MLOps Project Car Prices Prediction

This project has been developed as part of the MLOps Zoomcamp course provided by DataTalks.Club.

The dataset used has been downloaded from Kaggle and a preliminary data analysis was performed (see notebooks folder), to get some insights for the further project development.

Below you can find some instructions to understand the project content. Feel free to ⭐ and clone this repo 😉

Tech Stack

Project Structure

The project has been structured with the following folders and files:

.github: contains the CI/CD files (GitHub Actions)
data: dataset and test sample for testing the model
integration_tests: prediction integration test with docker-compose
lambda: test of the lambda handler with and w/o docker
model: full pipeline from preprocessing to prediction and monitoring using MLflow, Prefect, Grafana, Adminer, and docker-compose
notebooks: EDA and Modeling performed at the beginning of the project to establish a baseline
tests: unit tests
terraform: IaC stream-based pipeline infrastructure in AWS using Terraform
Makefile: set of execution tasks
pyproject.toml: linting and formatting
setup.py: project installation module
requirements.txt: project requirements

Project Description

The dataset was obtained from Kaggle and contains various columns with car details and prices. To prepare the data for modeling, an Exploratory Data Analysis was conducted to preprocess numerical and categorical features, and suitable scalers and encoders were chosen for the preprocessing pipeline. Subsequently, a GridSearch was performed to select the best regression models, with RandomForestRegressor and GradientBoostingRegressor being the top performers, achieving an R2 value of approximately 0.9.

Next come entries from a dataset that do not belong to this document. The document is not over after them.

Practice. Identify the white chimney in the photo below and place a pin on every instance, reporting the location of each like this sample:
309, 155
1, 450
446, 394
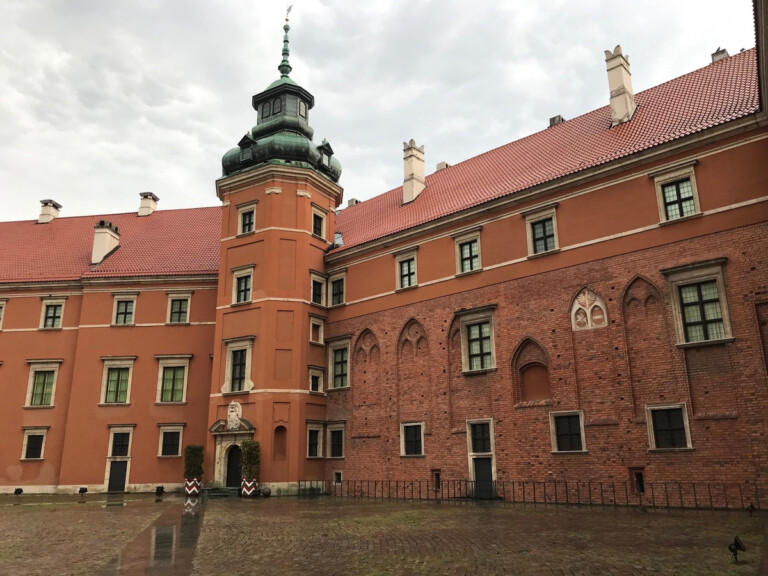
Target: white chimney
413, 170
48, 211
719, 54
620, 84
148, 203
105, 240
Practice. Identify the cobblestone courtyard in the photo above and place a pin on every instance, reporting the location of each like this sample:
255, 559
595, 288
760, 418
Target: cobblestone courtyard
56, 535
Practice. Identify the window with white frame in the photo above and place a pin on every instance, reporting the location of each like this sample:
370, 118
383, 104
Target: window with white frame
52, 313
116, 379
699, 302
338, 364
172, 378
169, 445
178, 307
124, 308
405, 269
541, 229
468, 257
33, 447
668, 427
246, 218
567, 431
242, 280
412, 438
315, 379
335, 441
41, 387
314, 440
676, 193
478, 351
237, 377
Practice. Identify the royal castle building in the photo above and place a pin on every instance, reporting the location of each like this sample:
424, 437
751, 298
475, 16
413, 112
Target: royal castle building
589, 303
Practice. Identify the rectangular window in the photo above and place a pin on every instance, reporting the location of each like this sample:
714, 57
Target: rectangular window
568, 434
412, 436
337, 443
173, 384
42, 388
481, 437
246, 221
238, 370
171, 443
117, 386
469, 255
479, 346
702, 316
337, 291
543, 235
179, 311
53, 315
124, 312
678, 199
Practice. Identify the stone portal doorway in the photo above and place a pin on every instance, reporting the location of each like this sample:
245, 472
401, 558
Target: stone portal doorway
234, 467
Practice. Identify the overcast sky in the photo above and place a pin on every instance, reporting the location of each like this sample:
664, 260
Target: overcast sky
101, 100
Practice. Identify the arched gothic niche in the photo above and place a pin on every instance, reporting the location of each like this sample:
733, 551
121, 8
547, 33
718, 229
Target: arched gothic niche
588, 311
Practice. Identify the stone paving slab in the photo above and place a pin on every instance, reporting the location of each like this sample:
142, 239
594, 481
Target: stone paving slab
334, 538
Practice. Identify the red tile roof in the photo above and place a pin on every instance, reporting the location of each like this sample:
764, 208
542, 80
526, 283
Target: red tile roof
715, 94
166, 243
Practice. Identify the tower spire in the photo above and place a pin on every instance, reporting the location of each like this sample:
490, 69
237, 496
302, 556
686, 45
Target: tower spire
285, 67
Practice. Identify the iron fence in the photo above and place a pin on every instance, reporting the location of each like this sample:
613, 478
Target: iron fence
691, 495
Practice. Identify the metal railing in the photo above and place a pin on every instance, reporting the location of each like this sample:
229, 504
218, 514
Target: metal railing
693, 495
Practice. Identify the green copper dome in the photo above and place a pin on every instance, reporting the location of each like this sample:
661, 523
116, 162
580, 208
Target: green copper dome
282, 134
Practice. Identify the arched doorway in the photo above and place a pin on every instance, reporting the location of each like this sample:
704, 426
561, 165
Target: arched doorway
234, 468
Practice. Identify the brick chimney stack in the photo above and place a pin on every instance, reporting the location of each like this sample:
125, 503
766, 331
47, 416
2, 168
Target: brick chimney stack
620, 84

Afterward, the models underwent testing, model registry, and deployment using MLflow, Prefect, and Flask. Monitoring of the models was established through Grafana and Adminer Database. Subsequently, a project infrastructure was set up in Terraform, utilizing AWS modules such as Kinesis Streams (Producer & Consumer), Lambda (Serving API), S3 Bucket (Model artifacts), and ECR (Image Registry).

Finally, to streamline the development process, a fully automated CI/CD pipeline was created using GitHub Actions.

Project Set Up

The Python version used for this project is Python 3.9.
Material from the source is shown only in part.